Büyük Argo Sözlüğü 1990'da yayımlandığında, bu alanda büyük bir boşluğu kapatmıştı. Halen de tek başvuru kaynağı o sözlüktür birçok kütüphanede.
Argonun küfür olmadığını, dil ve kültür zenginliği olduğunu anlatmaya çalışan bir çalışmaydı. Bir söyleşinde sormuşlardı "Argoyu küfürden nasıl ayırırız diye". Şöyle demişti üstat, "Çok kısaca argo şifrelidir, öbürü açıktır. 'Has...' dendiğinde onu herkes anlar ama 'uza' ya da 'ikile' dendiği zaman onu herkes anlamayacaktır. Bu yüzden argo dilin gizli örgütüdür."
Ama sözlüğü raflara çıktığında "Argo yazıya geçtiği, şifresi çözüldüğü anda yok olur" demişti. Örgütü dağıtmaya niyetlenmişti. Ama kendi deyimiyle argo örgütlenmeye devam ediyordu: "her argo sözlüğü bir ihbarname oluyor. Kripto çözümlenmiş oluyor. Ama bu tatlı bir cebelleşme gibi, siz istediğiniz kadar sözlük çıkarın, çözün, o yarın karşınıza bambaşka bir lafla çıkar. Yepyeni bir şey duyarsınız ve siz de bilmezsiniz onun anlamını."
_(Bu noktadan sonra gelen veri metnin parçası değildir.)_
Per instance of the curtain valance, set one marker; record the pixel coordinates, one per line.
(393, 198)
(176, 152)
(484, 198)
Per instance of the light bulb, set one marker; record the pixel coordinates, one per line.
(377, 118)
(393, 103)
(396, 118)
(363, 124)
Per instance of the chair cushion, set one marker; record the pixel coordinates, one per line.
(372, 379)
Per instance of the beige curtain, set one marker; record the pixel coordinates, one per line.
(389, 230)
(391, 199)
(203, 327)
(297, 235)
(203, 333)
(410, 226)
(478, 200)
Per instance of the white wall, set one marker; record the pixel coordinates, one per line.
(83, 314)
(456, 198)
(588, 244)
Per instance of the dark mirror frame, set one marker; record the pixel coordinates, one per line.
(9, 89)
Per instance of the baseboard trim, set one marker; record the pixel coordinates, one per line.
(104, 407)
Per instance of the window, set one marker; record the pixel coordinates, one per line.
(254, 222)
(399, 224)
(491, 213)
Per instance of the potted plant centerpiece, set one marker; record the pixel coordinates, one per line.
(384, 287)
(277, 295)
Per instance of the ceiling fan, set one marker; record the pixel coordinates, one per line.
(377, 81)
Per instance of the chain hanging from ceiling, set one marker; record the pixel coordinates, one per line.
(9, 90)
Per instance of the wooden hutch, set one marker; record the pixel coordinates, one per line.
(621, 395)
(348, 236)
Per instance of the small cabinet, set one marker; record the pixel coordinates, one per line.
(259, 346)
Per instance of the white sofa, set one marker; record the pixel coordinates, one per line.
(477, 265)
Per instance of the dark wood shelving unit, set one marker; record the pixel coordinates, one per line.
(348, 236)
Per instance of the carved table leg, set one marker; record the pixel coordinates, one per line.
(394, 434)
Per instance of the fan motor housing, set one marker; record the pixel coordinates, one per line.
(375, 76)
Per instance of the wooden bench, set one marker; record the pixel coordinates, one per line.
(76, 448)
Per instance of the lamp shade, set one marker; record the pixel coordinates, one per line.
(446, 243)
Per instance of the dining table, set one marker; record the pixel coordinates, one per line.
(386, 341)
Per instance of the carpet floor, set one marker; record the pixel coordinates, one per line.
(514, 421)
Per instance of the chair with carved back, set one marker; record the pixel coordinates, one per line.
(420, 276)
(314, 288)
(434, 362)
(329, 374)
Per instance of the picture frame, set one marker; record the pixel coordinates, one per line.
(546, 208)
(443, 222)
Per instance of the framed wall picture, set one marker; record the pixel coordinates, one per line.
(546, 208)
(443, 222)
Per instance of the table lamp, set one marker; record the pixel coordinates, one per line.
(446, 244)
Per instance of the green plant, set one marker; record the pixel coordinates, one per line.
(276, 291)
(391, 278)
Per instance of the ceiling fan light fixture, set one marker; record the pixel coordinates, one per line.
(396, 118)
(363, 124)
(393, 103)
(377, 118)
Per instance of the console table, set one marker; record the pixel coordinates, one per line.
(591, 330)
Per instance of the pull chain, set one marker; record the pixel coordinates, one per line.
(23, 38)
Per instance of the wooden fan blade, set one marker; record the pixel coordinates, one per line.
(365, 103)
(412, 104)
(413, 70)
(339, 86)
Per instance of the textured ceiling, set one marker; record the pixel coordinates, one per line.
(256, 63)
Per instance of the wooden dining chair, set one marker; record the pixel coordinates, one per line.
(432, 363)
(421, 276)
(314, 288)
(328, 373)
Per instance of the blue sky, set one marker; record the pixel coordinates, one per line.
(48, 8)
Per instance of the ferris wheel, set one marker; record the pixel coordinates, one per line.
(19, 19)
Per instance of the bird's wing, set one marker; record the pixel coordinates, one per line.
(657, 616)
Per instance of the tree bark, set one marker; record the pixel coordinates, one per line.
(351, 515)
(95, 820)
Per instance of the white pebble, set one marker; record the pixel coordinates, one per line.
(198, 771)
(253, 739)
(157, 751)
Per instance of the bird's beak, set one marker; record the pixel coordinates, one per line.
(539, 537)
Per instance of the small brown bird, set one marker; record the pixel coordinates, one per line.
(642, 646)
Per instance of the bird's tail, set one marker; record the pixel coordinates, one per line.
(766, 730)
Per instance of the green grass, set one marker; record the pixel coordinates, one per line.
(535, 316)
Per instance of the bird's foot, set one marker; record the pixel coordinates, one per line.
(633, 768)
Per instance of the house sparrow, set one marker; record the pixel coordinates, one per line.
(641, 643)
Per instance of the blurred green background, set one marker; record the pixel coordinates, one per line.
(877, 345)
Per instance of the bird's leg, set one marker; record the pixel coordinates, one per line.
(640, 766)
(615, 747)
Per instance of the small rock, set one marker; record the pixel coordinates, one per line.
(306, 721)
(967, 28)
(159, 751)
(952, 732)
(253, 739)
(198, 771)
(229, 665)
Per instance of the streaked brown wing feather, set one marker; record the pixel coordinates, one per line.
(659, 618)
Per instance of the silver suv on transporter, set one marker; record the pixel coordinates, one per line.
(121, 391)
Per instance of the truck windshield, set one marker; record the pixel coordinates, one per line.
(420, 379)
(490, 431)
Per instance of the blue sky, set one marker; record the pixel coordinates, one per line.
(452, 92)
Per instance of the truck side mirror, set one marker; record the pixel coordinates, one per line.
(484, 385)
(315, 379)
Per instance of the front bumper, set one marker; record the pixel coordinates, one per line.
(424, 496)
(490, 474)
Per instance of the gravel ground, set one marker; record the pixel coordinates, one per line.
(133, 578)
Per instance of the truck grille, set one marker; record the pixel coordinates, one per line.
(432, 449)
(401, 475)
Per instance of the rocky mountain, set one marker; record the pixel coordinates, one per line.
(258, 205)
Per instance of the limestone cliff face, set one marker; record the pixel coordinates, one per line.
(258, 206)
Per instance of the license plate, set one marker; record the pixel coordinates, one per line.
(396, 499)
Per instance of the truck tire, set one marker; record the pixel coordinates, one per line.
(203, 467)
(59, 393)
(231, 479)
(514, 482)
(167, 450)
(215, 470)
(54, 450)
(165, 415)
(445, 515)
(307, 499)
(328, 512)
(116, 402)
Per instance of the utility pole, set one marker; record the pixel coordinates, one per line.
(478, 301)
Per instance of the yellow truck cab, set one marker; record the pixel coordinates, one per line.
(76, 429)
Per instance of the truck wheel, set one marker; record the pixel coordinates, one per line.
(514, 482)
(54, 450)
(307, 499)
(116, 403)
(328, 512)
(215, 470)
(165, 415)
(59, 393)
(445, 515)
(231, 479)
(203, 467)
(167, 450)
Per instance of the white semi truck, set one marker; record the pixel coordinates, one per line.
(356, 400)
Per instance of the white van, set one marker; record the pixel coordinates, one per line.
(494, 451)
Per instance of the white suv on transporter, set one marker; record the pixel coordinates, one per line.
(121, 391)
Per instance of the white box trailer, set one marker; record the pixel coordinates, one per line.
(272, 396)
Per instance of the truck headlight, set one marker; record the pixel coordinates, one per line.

Yazılarından verdiği röportajlardan anlaşılacağı üzere biraz da filozof bir yanı vardı Aktunç'un "Bir kalem dikin mezarıma / Yan yana gelmemiş / Sözcükler var daha" demişti bir şiirinde. Kanser denilen illetle mücadele ediyordu uzun süredir. Masasında basılmayı bekleyen onlarca eser vardı.
İnce alaylı, nüktedan bir dille yazdı yazılarını, sözlüğünün maddelerini emek harcamadan kopyalayanlara "ettiği oyun" bu yönünü gösteriyor. Büyük Argo Sözlüğü'ne bir-iki uyduruk madde eklemiş, onları alıp çalışmalarına alanlara "bıyık altından" gülmüştü.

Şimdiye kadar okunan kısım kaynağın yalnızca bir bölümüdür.